Fun fact: The average replacement rate of cells in our bodies (generally speaking) is around 7 to 10 years. So all of our parts have been replaced several times over...
But we can regrow them.
We just evolved an anti-teeth-regrowth substance/molecule that's in our blood and shuts down teeth growth once adult teeth are finished, because adult teeth roots are so deep that they require surgery to pull the old teeth out to make space for new.
Also historically humans didn't live that long, compared to the decade it takes adult teeth to grow.

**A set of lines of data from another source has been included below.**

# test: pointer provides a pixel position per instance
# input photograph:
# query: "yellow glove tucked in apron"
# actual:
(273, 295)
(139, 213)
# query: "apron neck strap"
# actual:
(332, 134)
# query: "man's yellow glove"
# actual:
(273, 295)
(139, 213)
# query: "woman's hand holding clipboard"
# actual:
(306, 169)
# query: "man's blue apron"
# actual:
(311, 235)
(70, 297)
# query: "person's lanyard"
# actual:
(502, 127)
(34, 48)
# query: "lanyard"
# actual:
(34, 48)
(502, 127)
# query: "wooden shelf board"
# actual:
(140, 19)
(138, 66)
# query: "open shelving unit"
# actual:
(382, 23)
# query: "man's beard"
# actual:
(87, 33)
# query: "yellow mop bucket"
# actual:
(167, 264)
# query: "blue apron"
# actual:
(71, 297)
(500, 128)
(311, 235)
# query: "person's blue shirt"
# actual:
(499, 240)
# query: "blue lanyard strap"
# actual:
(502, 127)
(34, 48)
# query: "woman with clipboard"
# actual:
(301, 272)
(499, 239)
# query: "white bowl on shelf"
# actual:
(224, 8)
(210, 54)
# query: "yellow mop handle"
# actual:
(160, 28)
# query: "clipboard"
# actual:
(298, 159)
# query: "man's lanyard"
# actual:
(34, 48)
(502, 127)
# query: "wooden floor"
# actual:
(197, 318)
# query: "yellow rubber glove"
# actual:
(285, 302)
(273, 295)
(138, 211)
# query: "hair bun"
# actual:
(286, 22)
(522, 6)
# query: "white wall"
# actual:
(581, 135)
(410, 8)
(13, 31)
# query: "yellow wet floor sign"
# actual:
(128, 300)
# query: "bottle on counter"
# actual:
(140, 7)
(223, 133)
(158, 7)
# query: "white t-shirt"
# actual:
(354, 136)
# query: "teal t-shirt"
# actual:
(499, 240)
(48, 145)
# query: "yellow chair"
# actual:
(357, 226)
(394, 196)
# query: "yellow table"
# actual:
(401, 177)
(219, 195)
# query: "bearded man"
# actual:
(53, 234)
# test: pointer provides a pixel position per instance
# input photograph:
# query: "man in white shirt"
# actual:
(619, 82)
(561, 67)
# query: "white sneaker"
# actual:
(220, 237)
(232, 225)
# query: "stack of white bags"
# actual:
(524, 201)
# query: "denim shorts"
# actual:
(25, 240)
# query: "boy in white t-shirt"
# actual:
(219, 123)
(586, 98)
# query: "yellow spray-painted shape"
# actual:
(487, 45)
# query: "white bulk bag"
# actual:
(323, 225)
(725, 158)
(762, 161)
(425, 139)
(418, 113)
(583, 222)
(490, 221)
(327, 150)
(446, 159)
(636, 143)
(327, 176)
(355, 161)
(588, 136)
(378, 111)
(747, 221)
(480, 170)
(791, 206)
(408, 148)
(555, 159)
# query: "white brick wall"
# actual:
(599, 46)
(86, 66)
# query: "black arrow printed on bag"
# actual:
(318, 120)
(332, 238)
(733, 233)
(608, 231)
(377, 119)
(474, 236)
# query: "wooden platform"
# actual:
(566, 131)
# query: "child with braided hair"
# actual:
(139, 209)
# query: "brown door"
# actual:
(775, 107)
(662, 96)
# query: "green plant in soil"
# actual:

They're doing phase 2 trials in Japan right now, on children with a birth defect that blocked some teeth from spawning.
The medicine is a monoclonal antibody "antiserum" that neutralizes the teeth-growth-blocker.
Teeth are the proof that God doesn't exist, no celestial being could be dumb enough to create teeth which if not brushed regularly with semi-annual dentist checks rot because of.... foood.
There's a difference between the food that's been eaten over the past thousands of years and the food that we all eat today. I suppose if you look at this the right way, it's another argument in favor of evolution. Teeth are optimized for hunter/gatherer diet and lifespans. Doesn't matter if your teeth rot out by 50 if you die in your 30-40s
In what way can you say that the forces acting on the particle in the western pacific is the same force acting on a completely different particle in that same wave 1000s of miles away when it hits California? It's not by any physical definition. The relationship is purely through the chain of causation over time. In our defining that network of causation as a cohesive system. When a wave interferes with another wave, why do we say both waves died, those energies still exist, when two waves join and magnify each other or cause child waves to branch off in different directions, where does the identity of the wave go?